- Poster
- Directed by: Sivachandran
- Screenplay by: Sivachandran Aaroor Dass (dialogue)
- Story by: Sivachandran
- Produced by: S. K. Shankaralingam
- Starring: Prabhu Radha Lakshmi
- Cinematography: Dinesh Baboo
- Edited by: B. Lenin–V. T. Vijayan
- Music by: Ilaiyaraaja
- Production company: S.K.S. Film Creations
- Release date: 15 January 1988;
- Country: India
- Language: Tamil

= En Uyir Kannamma =

En Uyir Kannamma is a 1988 Indian Tamil-language film directed by Sivachandran in his debut. The film stars Prabhu, Radha, Lakshmi and S. S. Chandran. It was released on 15 January 1988.

== Plot ==

Shanmugasundaram, a lorry cleaner, is in love with Kannamma. However, unknown to him, he had slept with a woman, Ammu, during a rainy night because he was drunk at that time. Ammu, who turns out to be pregnant, has her chastity questioned by the village. She dies while giving birth to a girl child. Kannamma hates Shanmuga for committing this mistake. Shanmugam decides to walk on fire to prove his purity. Nallamuthu, Kannamma's fiancé misbehaves with her and she saves Shanmugam from dying of a plan orchestrated by lorry driver Madhavan who was in love with Kannamma and wanted to avenge Shanmugam but turns out that both Madhavan and Nallamuthu plotted together to get them united.

== Production ==
En Uyir Kannamma marked the directorial debut of actor Sivachandran. The film marked the acting debut of Santhana Bharathi and Pandu.

== Soundtrack ==
The music was composed by Ilaiyaraaja, with lyrics by Vaali.
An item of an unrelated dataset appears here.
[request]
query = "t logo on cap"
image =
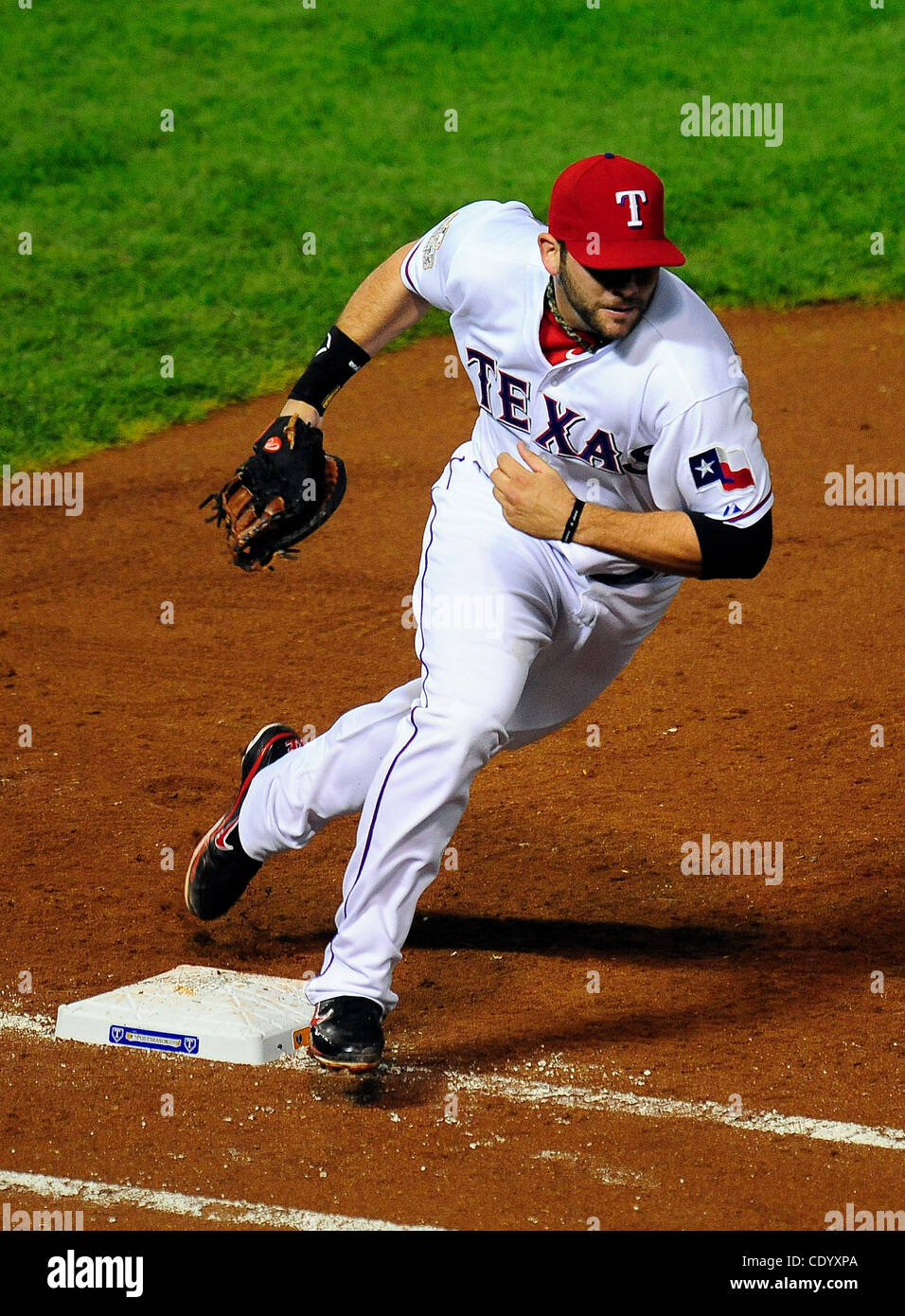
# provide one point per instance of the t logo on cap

| Song | Singers | Length |
|---|---|---|
| "Salangai Satham" | Malaysia Vasudevan, K. S. Chithra | 01:23 |
| "Naan Thedum" | Malaysia Vasudevan | 04:23 |
| "Naadodi Paattukkal" | S. P. Balasubrahmanyam | 03:48 |
| "Mathalam Kotta" | Malaysia Vasudevan, K. S. Chithra | 04:35 |
| "Yaarai Keattu" | K. S. Chithra | 04:30 |
| "Poombaaraiyil" | Ilaiyaraaja | 04:42 |

== Reception ==
En Uyir Kannamma was released on 15 January 1988. N. Krishnaswamy of The Indian Express wrote "Sivachandran [..] turns director En Uyir Kannamma. His story for his own film builds up the dramatic tensions and conflicts gradually, and even in conceiving and staging the action he manages to lend a great deal of realism to some scenes". Jayamanmadhan of Kalki appreciated Lakshmi's Malayalam-accented Tamil dialogue delivery, the cinematography and the climax.